The chain rule in calculus states that if one variable y depends on a second variable u which in turn depends on a third variable x, then the rate of change of y with respect to x can be computed as the product of the rate of change of y with respect to u times the rate of change of u with respect to x.

In Leibniz' symbolism, this can be written as

dy/dx = (dy/du) * (du/dx)

A real world example will show that this rule makes sense: suppose you are climbing up a mountain and you are gaining elevation at a rate of 0.5 kilometers an hour. The temperature is lower at higher elevations; suppose the rate at which it decreases is 6 degrees per kilometer. How fast do you get colder? Well, we have to multiply: 6 degrees per kilometer times 0.5 kilometers per hour makes 3 degrees per hour. Every hour, you'll get three degrees colder. That is the heart of the chain rule.

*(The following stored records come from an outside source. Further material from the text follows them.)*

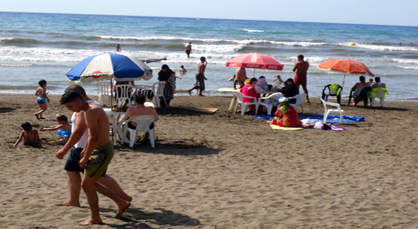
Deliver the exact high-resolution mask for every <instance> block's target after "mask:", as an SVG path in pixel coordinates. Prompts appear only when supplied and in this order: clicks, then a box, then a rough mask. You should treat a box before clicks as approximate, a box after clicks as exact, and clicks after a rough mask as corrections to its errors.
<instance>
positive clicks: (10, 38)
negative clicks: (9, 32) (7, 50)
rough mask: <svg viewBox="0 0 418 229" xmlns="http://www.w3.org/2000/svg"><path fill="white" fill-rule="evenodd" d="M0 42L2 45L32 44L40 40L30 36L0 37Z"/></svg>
mask: <svg viewBox="0 0 418 229" xmlns="http://www.w3.org/2000/svg"><path fill="white" fill-rule="evenodd" d="M0 43H1V44H4V45H16V44H18V45H33V44H38V43H40V42H39V41H38V40H36V39H31V38H0Z"/></svg>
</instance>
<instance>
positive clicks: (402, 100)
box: [0, 90, 418, 103]
mask: <svg viewBox="0 0 418 229" xmlns="http://www.w3.org/2000/svg"><path fill="white" fill-rule="evenodd" d="M176 92H177V93H176V95H175V96H176V97H190V95H188V94H187V90H176ZM205 92H206V93H207V94H205V96H208V97H228V98H231V97H232V94H231V93H229V92H219V91H210V90H207V91H205ZM178 94H180V95H178ZM0 95H33V93H18V92H16V93H3V92H0ZM48 95H52V96H60V94H48ZM34 96H35V95H34ZM93 96H96V95H93ZM194 96H195V95H193V94H192V97H194ZM309 98H316V99H319V98H320V97H316V96H312V97H311V96H309ZM332 99H333V97H331V100H332ZM341 100H342V101H344V100H347V101H348V95H346V96H342V97H341ZM377 101H379V99H377ZM304 102H305V101H304ZM386 102H414V103H416V102H418V98H416V99H405V100H385V103H386Z"/></svg>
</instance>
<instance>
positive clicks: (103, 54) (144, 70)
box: [67, 53, 152, 83]
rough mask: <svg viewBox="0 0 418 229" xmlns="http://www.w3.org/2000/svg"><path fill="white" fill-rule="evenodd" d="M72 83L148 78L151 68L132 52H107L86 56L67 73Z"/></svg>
mask: <svg viewBox="0 0 418 229" xmlns="http://www.w3.org/2000/svg"><path fill="white" fill-rule="evenodd" d="M67 77H68V80H69V81H71V82H73V83H79V82H81V81H83V82H84V81H91V80H101V79H112V78H114V79H115V80H116V81H133V80H140V79H144V80H149V79H151V78H152V70H151V68H150V67H148V65H146V64H144V62H142V61H141V60H140V59H138V58H137V57H135V56H134V55H132V54H115V53H108V54H102V55H95V56H90V57H87V58H86V59H84V60H82V61H81V62H80V63H78V64H77V65H76V66H75V67H74V68H73V69H71V70H70V71H69V72H68V73H67Z"/></svg>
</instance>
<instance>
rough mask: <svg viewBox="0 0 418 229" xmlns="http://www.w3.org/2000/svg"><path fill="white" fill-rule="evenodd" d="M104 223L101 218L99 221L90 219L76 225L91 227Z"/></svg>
mask: <svg viewBox="0 0 418 229" xmlns="http://www.w3.org/2000/svg"><path fill="white" fill-rule="evenodd" d="M102 223H103V221H102V219H100V218H99V219H98V220H93V219H92V218H90V219H88V220H85V221H83V222H79V223H76V224H75V225H77V226H89V225H93V224H102Z"/></svg>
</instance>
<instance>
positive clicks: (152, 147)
mask: <svg viewBox="0 0 418 229" xmlns="http://www.w3.org/2000/svg"><path fill="white" fill-rule="evenodd" d="M155 121H157V117H155V116H154V115H139V116H135V117H132V118H130V119H129V120H127V121H125V128H124V130H123V140H122V142H128V143H129V147H131V148H132V147H134V143H135V141H136V137H137V132H149V140H150V142H151V146H152V148H155V134H154V130H155V125H154V127H153V128H152V129H150V125H151V123H154V122H155ZM128 122H135V123H136V124H137V125H136V129H131V128H129V127H128ZM128 131H129V134H130V138H129V141H127V133H128Z"/></svg>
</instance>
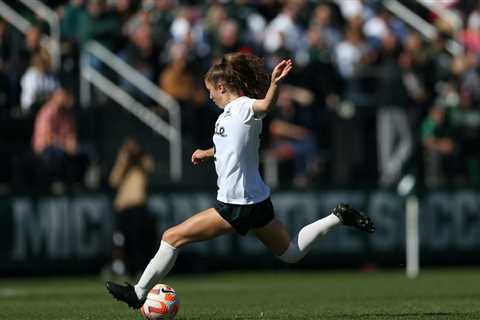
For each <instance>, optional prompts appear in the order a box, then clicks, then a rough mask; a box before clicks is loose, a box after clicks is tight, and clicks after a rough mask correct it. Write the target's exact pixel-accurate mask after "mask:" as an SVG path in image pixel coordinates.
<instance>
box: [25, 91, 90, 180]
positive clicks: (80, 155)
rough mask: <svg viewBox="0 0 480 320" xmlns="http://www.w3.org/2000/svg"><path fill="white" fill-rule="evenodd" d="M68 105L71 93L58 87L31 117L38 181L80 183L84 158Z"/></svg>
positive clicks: (34, 150)
mask: <svg viewBox="0 0 480 320" xmlns="http://www.w3.org/2000/svg"><path fill="white" fill-rule="evenodd" d="M72 105H73V100H72V97H71V95H70V94H69V93H68V92H66V91H65V90H64V89H62V88H59V89H57V90H55V92H54V93H53V95H52V96H51V98H50V99H49V100H48V101H47V102H46V103H45V104H44V105H43V107H42V108H41V109H40V111H39V112H38V114H37V117H36V119H35V124H34V132H33V137H32V148H33V151H34V154H35V156H36V157H37V158H38V159H39V160H40V163H39V167H40V170H42V172H40V175H42V176H43V179H41V181H42V182H43V181H44V182H47V183H48V184H49V183H50V182H56V181H59V182H66V183H67V184H68V185H73V184H79V183H82V182H83V176H84V173H85V170H86V167H87V164H88V157H87V156H86V155H85V154H84V153H82V152H81V150H80V147H79V143H78V138H77V130H76V127H75V119H74V114H73V111H72Z"/></svg>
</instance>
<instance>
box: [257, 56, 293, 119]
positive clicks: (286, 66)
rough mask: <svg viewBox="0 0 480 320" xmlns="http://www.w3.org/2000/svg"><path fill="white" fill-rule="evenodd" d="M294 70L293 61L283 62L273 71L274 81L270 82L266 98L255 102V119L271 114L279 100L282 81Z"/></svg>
mask: <svg viewBox="0 0 480 320" xmlns="http://www.w3.org/2000/svg"><path fill="white" fill-rule="evenodd" d="M292 68H293V63H292V60H291V59H288V60H282V61H281V62H280V63H279V64H277V65H276V66H275V68H274V69H273V71H272V79H271V80H270V86H269V87H268V91H267V94H266V95H265V98H263V99H259V100H255V102H254V103H253V107H252V108H253V112H254V113H255V117H257V118H258V117H262V116H264V115H265V114H266V113H268V112H270V111H271V110H272V108H273V106H274V105H275V103H276V101H277V98H278V90H279V88H278V87H279V84H280V82H281V80H282V79H284V78H285V77H286V76H287V75H288V74H289V73H290V70H292Z"/></svg>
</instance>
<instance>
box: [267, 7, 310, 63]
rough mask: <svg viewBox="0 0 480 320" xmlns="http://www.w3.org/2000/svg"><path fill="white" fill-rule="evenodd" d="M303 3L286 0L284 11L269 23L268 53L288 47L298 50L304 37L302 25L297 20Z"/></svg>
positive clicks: (267, 45)
mask: <svg viewBox="0 0 480 320" xmlns="http://www.w3.org/2000/svg"><path fill="white" fill-rule="evenodd" d="M300 9H301V4H300V3H299V2H295V1H286V2H285V4H284V6H283V8H282V11H281V12H280V13H279V14H278V15H277V16H276V17H275V18H274V19H273V20H272V21H270V23H269V24H268V25H267V27H266V29H265V35H268V36H265V39H264V47H265V50H266V51H267V52H268V53H273V52H275V51H278V50H280V49H281V48H286V49H287V50H289V51H291V52H296V51H297V50H298V49H299V47H300V45H301V42H300V40H301V39H302V33H303V30H302V27H301V26H300V24H299V23H298V21H297V17H298V14H299V10H300Z"/></svg>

In the modern treatment, the chain rule is seen as a formula for the derivative of the composition of two functions. Suppose the real-valued function f is defined on some open subset of the real numbers containing the number x, and g is defined on some open subset of the reals containing f(x). If f is differentiable at x and g is differentiable at f(x), then the composition g o f is differentiable at x and the derivative can be computed as

(g o f)'(x) = g'(f(x)) * f '(x)

For example, in order to differentiate

h(x) = sin(x2),

we write h(x) = g(f(x)) with g(u) = sin(u) and f(x) = x2 and the chain rule then yields

h'(x) = cos(x2) * 2x

since g'(u) = cos(u) and f '(x) = 2 x.

The chain rule is a fundamental property of all definitions of derivative and is therefore valid in much more general contexts. For instance, if E, F and G are Banach spaces (which includes Euclidean space) and f : E -> F and g : F -> G are functions, and if x is an element of E such that f is differentiable at x and g is differentiable at f(x), then the derivative of the composition g o f at the point x is given by

Dx(g o f) = Df(x)(g) o Dx(f)

Note that the derivatives here are linear maps and not numbers. If the linear maps are represented as matrices, the composition on the right hand side turns into a matrix multiplication.

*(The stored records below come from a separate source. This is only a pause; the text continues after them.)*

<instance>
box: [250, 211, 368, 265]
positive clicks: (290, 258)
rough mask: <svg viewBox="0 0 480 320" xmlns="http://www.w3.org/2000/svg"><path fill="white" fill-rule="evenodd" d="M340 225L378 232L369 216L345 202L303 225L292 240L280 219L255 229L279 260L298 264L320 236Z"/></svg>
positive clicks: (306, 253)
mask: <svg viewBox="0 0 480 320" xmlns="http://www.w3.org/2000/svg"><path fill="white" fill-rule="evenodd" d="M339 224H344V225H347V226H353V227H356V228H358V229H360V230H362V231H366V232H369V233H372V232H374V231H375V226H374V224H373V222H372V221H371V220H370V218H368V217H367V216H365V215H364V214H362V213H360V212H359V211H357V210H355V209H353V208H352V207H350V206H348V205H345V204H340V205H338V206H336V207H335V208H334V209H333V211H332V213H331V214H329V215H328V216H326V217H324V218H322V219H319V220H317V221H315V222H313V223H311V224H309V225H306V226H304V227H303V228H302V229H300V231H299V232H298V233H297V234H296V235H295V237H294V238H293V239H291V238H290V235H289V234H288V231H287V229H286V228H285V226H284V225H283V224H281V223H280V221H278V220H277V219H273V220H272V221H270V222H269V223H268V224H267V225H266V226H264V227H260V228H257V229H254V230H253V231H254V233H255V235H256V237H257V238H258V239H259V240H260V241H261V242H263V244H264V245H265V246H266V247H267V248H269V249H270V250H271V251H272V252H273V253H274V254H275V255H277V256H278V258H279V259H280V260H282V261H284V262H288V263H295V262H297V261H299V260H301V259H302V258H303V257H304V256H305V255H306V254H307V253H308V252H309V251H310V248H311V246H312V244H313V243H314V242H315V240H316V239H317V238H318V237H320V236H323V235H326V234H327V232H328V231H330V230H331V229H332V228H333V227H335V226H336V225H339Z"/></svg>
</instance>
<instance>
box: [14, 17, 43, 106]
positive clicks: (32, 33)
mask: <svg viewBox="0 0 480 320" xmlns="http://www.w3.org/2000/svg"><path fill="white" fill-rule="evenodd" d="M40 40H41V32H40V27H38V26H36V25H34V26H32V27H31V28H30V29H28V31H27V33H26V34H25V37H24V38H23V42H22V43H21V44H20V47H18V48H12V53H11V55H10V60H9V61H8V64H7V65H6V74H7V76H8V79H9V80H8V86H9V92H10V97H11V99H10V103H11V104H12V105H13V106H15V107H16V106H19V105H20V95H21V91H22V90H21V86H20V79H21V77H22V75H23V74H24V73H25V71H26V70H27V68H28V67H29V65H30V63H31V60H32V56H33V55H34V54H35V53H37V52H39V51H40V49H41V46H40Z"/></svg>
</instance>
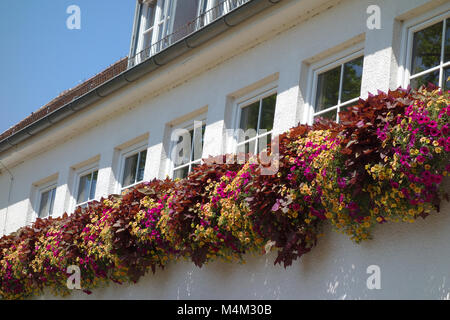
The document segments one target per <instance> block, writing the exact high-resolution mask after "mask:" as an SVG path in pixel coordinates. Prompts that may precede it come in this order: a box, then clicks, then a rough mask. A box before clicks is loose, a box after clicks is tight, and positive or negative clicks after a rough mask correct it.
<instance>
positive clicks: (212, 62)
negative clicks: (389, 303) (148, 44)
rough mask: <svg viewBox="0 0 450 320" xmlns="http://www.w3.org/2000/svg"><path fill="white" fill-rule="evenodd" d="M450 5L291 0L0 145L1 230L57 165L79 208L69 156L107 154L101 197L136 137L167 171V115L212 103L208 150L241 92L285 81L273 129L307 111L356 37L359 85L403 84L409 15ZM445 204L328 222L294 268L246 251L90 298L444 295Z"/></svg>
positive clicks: (20, 217)
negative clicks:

A particularly nice formulation of the chain rule can be achieved in the most general setting: let M, N and P be Ck manifolds (or even Banach-manifolds) and let f : M -> N and g : N -> P be differentiable maps. The derivative of f, denoted by df, is then a map from the tangent bundle of M to the tangent bundle of N, and we may write

d(g o f) = dg o df

In this way, the formation of derivatives and tangent bundles is seen as a functor on the category of Ck manifolds.